As we can see that in the word PATALIPUTRA there are 5 vowels and 6 consonants.
And the positions of vowels are 2nd, 4th, 6th, 8th and 11th.
And the positions of consonants are 1st, 3rd, 5th, 7th, 9th and 10th.
As we can see that vowels are A, A, I, U and A.
So, out of 5 vowels 3 are A (same).
Now, consonants are P, T, L, P, T and R out of 6, 2 are P (same) and 2 are T (same).
So, now as it is given in the question that the relative positions of vowels and consonants should be the same.
So, we can arrange vowels and consonants in their own positions only.
And as we know that if there are n numbers and out of them m are of the same type and r are same of another type.
Then number of ways of arranging n numbers will be $\dfrac{{{\text{n!}}}}{{{\text{m! r!}}}}$
So, here 5 vowels in the word PATALIPUTRA can be arranged themselves in $\dfrac{{{\text{5!}}}}{{{\text{3!}}}}$ as a letter A is repeated thrice.

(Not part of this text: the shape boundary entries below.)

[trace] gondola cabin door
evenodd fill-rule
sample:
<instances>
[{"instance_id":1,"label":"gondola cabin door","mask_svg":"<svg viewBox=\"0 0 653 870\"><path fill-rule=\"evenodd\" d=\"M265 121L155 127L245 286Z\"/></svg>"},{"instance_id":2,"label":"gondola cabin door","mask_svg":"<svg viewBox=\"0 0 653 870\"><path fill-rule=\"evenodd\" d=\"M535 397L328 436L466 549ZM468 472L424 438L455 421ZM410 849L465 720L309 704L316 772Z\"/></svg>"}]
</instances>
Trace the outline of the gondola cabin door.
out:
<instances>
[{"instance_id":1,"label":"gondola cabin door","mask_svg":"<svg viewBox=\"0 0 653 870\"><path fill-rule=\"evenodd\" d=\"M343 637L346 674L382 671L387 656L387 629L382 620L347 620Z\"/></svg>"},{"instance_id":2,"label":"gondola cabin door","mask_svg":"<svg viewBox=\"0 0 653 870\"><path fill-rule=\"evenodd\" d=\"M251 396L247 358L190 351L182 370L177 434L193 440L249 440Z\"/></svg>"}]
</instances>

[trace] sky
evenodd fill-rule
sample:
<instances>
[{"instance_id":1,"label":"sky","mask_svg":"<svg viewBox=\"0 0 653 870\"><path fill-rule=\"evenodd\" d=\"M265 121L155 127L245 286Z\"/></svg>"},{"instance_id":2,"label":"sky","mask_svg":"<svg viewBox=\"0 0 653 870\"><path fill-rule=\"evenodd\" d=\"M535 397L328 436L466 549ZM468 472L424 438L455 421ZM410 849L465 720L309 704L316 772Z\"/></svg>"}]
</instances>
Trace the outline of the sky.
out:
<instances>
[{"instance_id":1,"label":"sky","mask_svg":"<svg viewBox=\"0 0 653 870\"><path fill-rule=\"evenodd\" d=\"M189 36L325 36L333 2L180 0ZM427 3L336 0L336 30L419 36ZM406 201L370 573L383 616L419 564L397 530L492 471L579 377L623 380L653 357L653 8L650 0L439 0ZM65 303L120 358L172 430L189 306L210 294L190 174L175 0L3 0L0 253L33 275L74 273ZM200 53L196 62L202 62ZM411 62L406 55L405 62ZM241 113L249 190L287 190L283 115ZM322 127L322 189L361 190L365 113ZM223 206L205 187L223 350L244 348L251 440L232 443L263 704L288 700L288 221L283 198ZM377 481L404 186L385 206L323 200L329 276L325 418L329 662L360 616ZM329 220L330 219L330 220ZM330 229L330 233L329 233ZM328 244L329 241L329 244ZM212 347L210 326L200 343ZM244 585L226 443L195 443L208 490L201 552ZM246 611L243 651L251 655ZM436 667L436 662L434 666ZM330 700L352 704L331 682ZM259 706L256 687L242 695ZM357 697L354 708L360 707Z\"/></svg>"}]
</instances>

The remaining 6 consonants can permute among themselves in $\dfrac{{{\text{6!}}}}{{{\text{2! 2!}}}}$ as two letters . P and T are repeated twice.
Hence, the total number of permutations are $\dfrac{{{\text{5!}}}}{{{\text{3!}}}}$ * $\dfrac{{{\text{6!}}}}{{{\text{2! 2!}}}}$ = 3600
So, the correct option will be A.

Note: Whenever we come up with this type of problem then first, we have to find the permutation for arranging vowels and then we will find the permutation of arranging the consonants and then we will multiply them both to get the required total number of ways.